Google offers concessions to avoid U.S. antitrust lawsuit -WSJ

Reuters

WASHINGTON -Alphabet Inc’s Google has offered concessions to avoid a potential U.S. antitrust lawsuit alleging that the company abuses its clout in the advertising technology business, the Wall Street Journal reported on Friday, citing people familiar with the matter.

Google has proposed spinning off parts of its business that auctions and places ads on websites and apps into a separate company under Alphabet that could be valued at tens of billions of dollars, the report added https://on.wsj.com/3Iw28uf.

Alphabet in a statement to Reuters said that it was engaging with regulators to address their concerns, adding that it has no plans to sell or exit the ad-tech business.


“We’re deeply committed to providing value to a wide array of publisher and advertiser partners in a highly competitive sector,” the Google-parent said.

A spokeswoman for the Justice Department declined comment.

Brandon Kressin, an antitrust lawyer representing publishers and companies in the ad tech space, seemed skeptical that the offer would be sufficient.

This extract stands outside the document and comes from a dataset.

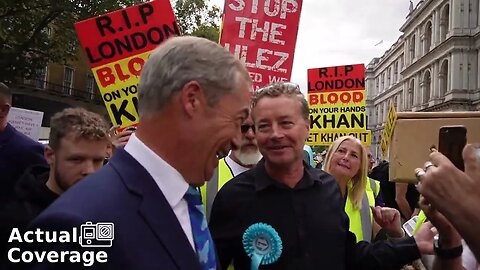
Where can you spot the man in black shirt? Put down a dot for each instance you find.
(304, 205)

“I don’t see how spinning off the business but keeping it under the Alphabet umbrella would solve the issue, however. Google would still have an incentive to self-preference,” he said in an email.

The department under President Joe Biden has expressed a strong preference for asset sales, also called structural remedies, to resolve antitrust concerns.

The U.S. Department for Justice sued Google in October 2020, accusing the company of illegally using its market muscle to hobble rivals, in the biggest challenge to the power and influence of Big Tech in decades.

Britain’s competition regulator in May launched its second probe into the advertising practices of Google, saying the search giant could be distorting competition and may have illegally favored its own services.

Google also faces a probe from regulators in Europe that in June last year opened an investigation into whether its digital advertising business gives the Alphabet unit an unfair advantage over rivals and advertisers.